I could feel it. Without a doubt it was there. Riding the breeze and floating through the leaves. Something had changed. I couldn’t quite figure out what it was, but something had definitely changed. Was it just my anticipation, my wanting so hard for the best three months of the year? There is no way to explain the way a whitetail hunter feels when October finally rolls around. May is nice and June is just fine, but when you are finally able to flip the calendar to October, hope begins to build and big buck dreams await. The problem is getting to October. Whitetails consume our minds. We analyze over every detail. Did we put our tree stand in the right spot? Are the deer still feeding in the same field? Have we done everything we need to do? Every year is more special than the last. High hopes met more often than not with just more disappointment. Despite all the heartbreaks and missed shots, opening day couldn’t be farther away. The wait almost unbearable, as it seems to get longer and longer each passing year.
There was nothing different about the day. It was only slightly colder and the wind had actually slowed. But yet I could feel it in the air. I’m sure I could smell it. It’s only early March but I can definitely feel it. The first day in months I felt like if I closed my eyes maybe, just maybe, when I opened them it would be deer season. But I didn’t dare close my eyes. Because I knew darn well it wasn’t deer season. It would only make the next months even more unbearable than they already would be. Who was I kidding? There was a chill in the March air, but not like November. The sunset was perfect, but not like the partly cloudy orange, red sunset of October.
I guess I am obsessed. You would have to be to think March felt like November. But whitetails have a way of doing that to a person. The constant planning and thought. The worry when a buck suddenly disappears from trail camera photos. The long nights trying to sleep, but all you can think about is the “what if”. What if it actually all comes together? Isn’t that what we do this for? The one time it all falls into place.
So, how do we get through the off-season? An off-season that has only just begun. Here are a few reasons to get off the couch this spring and get in touch with deer season once again.
The early part of the off-season between February and March is a great time to get out in the woods and to either look at a new property or scout your old property again. When scouting a new property it helps to look at aerial maps first, to help you pinpoint a small area to scout on foot once you get there. This helps you to be more efficient when scouting and saves you time. Some of the main signs to look for are rubs and deer travel routes. Rub lines are easy to find this time of the year and are a great indicator of where bucks were traveling last year during the rut. You can bet that bucks will be traveling the same routes again this year. Also look for where deer are traveling on your property. Travel routes, like rubs are easy to see this time of the year and can help you by letting you know how deer are using your property and what direction of travel the deer are using. This will let you know where to hang stands and where to plant food plots. Early spring is a great time to get out in the woods and scout. I often find that after a good scouting session, I can’t wait for deer season because I have learned so much information that I can’t wait to use. The bonus shed antler is always great too.

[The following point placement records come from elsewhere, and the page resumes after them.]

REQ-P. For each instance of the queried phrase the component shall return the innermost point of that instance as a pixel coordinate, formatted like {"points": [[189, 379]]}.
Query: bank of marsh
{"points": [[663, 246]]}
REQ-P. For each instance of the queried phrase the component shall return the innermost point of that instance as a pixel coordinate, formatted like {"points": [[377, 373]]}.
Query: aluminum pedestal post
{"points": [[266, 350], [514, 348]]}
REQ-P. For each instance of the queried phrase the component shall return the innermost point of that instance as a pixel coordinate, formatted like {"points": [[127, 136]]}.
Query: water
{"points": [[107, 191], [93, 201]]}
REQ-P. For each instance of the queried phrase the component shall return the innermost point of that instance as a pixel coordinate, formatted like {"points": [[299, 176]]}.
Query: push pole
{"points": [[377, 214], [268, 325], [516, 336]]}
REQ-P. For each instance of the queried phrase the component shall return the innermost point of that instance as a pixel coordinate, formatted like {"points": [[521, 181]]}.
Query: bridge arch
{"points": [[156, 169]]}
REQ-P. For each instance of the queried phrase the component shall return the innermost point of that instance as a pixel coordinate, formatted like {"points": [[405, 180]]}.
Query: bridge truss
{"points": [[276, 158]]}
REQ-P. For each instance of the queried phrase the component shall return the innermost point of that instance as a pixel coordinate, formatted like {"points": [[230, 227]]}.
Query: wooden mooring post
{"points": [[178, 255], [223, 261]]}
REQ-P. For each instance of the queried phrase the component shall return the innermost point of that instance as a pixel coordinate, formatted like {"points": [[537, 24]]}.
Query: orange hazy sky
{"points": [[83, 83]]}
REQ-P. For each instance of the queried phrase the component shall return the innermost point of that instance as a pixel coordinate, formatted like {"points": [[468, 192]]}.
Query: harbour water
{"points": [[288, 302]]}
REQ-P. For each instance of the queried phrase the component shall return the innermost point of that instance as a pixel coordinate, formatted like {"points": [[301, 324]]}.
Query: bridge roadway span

Another great early spring activity is hinge cutting. This is a great way to make your property more attractive to deer. Hinge cutting involves cutting partially through a small diameter tree, then pushing the tree over so that part of the tree is still connected to the base. This allows the tree to survive for a limited amount of time, while providing food and cover. You can use hinge cuts in many ways. The first is for screens. If you have access routes that require you to walk near where deer may see you, you can use hinge cuts to create a visual block for the deer. You can also create screens along the outside of your food plots. This makes deer feel more secure while eating in your field and may entice them to enter the field earlier in the evening. You can also hinge cut trees to create more bedding cover. Hinge cut trees at about the height of a little higher than your waist to create quality bedding cover. You can do this to enhance current bedding areas or to create new bedding areas that make you a more efficient hunter, by making deer bed where you want them to. Also, while you have your chain saw you can selectively cut a few old, or nonproductive trees to allow more light to the forest floor. This will then create a rush of new growth in late spring that makes great browse and increases fawning cover.
Now is the time to start planning and planting those food plots. Take another look at your aerial maps and start to plan what crops are going to go where. Also, take a look at what worked well last year and what didn’t and adjust your plan. Make note of how the deer were using your property last hunting season. Where can you plant a food plot that will increase the deer movement through your property? Once you have found that spot, if it is an open area, what do you need to do to prepare for planting? Do you need to disk, spray herbicide, control burn or a little of all three? If this area is located in an area with trees, do you need to remove any trees or is it open enough already? If trees need removed, now is a great time to do that.
As you know it’s an addiction. I don’t have to tell you that. You can feel it too. Whitetails have a power over us we will never be able to shake. Bucks will eventually shed their velvet and the leaves will change color. The temperature change will no longer be only in our imagination. The off-season can’t last forever. It will eventually yield to fall. Get ready, because whitetail season will be here before you know it.